1. An optical pickup, comprising: a light emitting unit used for emitting light, an object lens used for collimating the light from the light emitting unit to form a beam of light and focusing the beam of light to a recording surface of an optical disc, and a correction unit used for correcting an aberration caused by a tilt of an optical axis of the beam of light relative to the recording surface of the optical disc, wherein said correction unit has a light transmitting surface capable of allowing a transmission of the light from the light emitting unit, with a plurality of electrodes arranged on a plurality of divided areas of the light transmitting surface, said correction unit correcting the aberration by applying voltages, corresponding to said tilt of the optical axis of the beam of light relative to the recording surface of the optical disc, to said electrodes and changing phases of the bean of light passing through the divided areas of the light transmitting surface, said electrodes consisting of: a first electrode arranged on at least one area of the light transmitting surface of said correction unit at a position maximizing an aberration, caused by a radial tilt of the optical axis of the beam of light relative to the recording surface of the optical disc in a radial direction of the disc; and a second electrode arranged on at least one area of the light transmitting surface of said correction unit at a position minimizing the aberration, caused by the radial tilt of the optical axis of the beam of light relative to the recording surface of the optical disc, and a summed length of said first and second electrodes in the radial direction of the optical disc ranges from 50% to 70% of a diameter of said object lens, and a length of said first or second electrode in a tangential direction of the optical disc ranges from 40% to 50% of the diameter of said object lens.

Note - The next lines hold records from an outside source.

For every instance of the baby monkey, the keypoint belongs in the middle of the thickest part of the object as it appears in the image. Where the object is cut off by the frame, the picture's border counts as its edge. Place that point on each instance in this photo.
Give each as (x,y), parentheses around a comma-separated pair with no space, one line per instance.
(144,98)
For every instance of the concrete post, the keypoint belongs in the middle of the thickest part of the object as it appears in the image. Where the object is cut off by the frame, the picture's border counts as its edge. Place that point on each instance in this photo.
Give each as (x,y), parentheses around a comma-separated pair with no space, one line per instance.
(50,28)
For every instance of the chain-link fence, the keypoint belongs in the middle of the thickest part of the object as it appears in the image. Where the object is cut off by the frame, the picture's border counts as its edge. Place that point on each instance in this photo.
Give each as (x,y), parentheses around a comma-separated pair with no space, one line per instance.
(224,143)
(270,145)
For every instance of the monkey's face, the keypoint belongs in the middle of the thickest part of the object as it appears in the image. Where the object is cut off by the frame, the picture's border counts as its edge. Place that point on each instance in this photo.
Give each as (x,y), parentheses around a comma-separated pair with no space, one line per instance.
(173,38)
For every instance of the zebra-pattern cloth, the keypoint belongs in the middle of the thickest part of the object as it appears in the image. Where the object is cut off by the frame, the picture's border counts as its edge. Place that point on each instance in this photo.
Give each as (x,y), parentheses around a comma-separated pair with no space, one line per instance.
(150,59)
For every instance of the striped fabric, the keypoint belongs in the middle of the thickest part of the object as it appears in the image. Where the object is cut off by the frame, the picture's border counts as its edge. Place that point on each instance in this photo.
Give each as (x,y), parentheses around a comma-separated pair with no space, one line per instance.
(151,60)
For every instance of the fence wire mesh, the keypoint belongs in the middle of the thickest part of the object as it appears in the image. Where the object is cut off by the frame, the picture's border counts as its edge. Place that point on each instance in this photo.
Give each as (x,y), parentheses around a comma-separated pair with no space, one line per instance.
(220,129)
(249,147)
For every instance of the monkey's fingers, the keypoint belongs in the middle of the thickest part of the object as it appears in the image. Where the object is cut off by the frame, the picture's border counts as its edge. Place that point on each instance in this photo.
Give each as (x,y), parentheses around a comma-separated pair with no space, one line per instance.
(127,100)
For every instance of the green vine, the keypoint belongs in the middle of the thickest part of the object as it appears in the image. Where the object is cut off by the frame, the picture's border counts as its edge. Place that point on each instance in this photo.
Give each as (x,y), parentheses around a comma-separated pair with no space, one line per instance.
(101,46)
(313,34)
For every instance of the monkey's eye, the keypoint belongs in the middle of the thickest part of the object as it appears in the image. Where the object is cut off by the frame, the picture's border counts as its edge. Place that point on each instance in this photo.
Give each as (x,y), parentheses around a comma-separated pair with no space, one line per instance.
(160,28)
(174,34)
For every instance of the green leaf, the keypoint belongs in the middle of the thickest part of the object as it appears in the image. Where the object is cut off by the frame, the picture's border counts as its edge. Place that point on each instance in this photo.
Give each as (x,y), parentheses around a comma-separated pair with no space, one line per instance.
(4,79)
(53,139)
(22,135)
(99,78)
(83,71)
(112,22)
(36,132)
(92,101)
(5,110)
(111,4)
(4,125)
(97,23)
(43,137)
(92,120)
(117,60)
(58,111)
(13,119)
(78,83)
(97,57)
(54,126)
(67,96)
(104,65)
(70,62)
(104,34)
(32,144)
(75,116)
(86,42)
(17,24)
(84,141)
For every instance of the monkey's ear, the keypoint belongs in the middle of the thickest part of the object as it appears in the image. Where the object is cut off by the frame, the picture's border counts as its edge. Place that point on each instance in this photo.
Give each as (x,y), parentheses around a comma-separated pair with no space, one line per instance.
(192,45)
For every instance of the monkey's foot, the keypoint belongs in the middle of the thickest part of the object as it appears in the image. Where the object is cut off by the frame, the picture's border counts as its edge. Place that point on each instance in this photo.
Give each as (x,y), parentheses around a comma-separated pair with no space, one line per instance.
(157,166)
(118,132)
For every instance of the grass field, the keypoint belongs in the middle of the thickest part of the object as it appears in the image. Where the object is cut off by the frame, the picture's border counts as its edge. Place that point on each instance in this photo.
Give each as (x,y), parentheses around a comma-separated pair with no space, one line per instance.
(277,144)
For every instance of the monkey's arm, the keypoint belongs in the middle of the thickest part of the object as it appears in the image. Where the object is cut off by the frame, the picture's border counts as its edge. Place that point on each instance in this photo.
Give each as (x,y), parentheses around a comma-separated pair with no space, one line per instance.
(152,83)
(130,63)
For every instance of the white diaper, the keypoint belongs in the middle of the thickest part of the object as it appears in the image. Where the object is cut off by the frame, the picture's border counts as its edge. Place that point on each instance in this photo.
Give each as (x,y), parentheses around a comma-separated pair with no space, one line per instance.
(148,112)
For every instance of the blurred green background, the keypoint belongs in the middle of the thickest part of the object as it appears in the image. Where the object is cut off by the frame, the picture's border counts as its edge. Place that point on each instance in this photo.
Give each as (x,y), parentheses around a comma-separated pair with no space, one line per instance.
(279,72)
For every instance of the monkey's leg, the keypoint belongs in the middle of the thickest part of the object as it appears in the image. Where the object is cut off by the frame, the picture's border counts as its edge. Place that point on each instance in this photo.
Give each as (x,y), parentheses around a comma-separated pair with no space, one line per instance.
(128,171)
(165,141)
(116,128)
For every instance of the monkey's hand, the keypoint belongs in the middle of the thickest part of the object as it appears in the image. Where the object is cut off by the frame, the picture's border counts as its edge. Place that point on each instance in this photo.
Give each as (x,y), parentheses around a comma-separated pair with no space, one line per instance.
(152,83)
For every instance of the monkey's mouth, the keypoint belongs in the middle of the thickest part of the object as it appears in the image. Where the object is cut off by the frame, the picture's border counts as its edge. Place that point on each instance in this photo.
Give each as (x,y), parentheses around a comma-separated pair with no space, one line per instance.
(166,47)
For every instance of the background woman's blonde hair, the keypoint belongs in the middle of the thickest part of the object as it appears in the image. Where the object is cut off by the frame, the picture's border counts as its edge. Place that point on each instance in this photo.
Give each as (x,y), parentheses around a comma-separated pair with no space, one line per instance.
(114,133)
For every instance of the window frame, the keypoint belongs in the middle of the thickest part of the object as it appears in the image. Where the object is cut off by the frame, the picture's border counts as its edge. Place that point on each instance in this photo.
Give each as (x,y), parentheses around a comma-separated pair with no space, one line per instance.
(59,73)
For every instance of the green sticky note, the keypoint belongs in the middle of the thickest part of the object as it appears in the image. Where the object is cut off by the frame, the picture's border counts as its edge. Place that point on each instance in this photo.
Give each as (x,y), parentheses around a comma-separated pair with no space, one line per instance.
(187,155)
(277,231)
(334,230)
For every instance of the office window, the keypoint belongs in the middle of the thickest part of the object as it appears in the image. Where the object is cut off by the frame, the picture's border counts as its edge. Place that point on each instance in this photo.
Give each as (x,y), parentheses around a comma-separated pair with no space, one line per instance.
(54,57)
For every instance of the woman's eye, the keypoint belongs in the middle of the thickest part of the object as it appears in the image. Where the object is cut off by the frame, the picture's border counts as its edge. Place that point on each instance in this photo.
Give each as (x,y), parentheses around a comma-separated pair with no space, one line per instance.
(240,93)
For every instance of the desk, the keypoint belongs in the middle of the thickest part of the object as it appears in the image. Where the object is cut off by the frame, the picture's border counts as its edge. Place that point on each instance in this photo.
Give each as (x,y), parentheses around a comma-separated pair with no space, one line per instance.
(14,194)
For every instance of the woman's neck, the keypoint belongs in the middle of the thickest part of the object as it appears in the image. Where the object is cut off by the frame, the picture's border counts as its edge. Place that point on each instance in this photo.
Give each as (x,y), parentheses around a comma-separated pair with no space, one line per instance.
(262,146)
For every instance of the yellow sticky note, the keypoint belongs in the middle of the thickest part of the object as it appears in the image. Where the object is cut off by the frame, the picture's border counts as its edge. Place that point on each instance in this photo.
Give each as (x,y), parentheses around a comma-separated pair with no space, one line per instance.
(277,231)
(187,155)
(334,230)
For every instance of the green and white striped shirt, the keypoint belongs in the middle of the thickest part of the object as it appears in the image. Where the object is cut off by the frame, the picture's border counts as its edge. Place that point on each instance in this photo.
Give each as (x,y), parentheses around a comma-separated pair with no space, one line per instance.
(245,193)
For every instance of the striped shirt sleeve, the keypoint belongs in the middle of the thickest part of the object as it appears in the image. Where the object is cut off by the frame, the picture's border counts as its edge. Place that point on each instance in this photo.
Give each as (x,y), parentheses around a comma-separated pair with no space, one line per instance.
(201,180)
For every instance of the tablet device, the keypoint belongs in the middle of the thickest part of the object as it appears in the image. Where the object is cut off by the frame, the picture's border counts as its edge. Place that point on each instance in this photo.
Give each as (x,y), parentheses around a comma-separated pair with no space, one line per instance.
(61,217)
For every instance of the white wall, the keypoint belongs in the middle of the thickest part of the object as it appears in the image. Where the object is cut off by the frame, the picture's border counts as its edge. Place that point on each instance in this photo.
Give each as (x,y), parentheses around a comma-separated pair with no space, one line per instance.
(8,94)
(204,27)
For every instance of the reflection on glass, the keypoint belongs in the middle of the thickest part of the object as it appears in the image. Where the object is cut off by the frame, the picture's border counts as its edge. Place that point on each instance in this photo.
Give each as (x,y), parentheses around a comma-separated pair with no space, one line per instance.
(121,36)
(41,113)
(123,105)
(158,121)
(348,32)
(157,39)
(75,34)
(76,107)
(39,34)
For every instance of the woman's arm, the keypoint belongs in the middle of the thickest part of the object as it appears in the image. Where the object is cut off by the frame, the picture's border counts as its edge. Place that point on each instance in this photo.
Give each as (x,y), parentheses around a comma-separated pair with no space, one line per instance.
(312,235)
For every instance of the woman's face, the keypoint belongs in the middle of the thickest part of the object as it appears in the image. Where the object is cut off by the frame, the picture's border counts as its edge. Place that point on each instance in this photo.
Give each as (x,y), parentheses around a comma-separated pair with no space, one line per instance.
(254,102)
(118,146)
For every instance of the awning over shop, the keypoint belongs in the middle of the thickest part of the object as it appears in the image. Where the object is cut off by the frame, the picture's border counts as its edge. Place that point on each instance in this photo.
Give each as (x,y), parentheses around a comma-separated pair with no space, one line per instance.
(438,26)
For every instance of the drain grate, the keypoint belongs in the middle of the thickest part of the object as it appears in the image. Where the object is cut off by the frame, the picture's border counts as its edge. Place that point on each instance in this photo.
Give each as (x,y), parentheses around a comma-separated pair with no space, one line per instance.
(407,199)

2. The optical pickup according to claim 1, wherein said electrodes arranged on the divided areas of the light transmitting surface of said correction unit further comprise: a third electrode arranged on at least one area of the light transmitting surface of said correction unit at a position maximizing an aberration, caused by a tangential tilt of the optical axis of the beam of light relative to the recording surface of the optical disc in a tangential direction of the disc; a fourth electrode arranged on at least one area of the light transmitting surface of said correction unit at a position minimizing the aberration, caused by the tangential tilt of the optical axis of the beam of light relative to the recording surface of the optical disc; a fifth electrode arranged to be aligned with said third and fourth electrodes at a position close to an edge of the light transmitting surface outside the third electrode; and a sixth electrode arranged to be aligned with said third and fourth electrodes at a position close to an edge of the light transmitting surface outside the fourth electrode.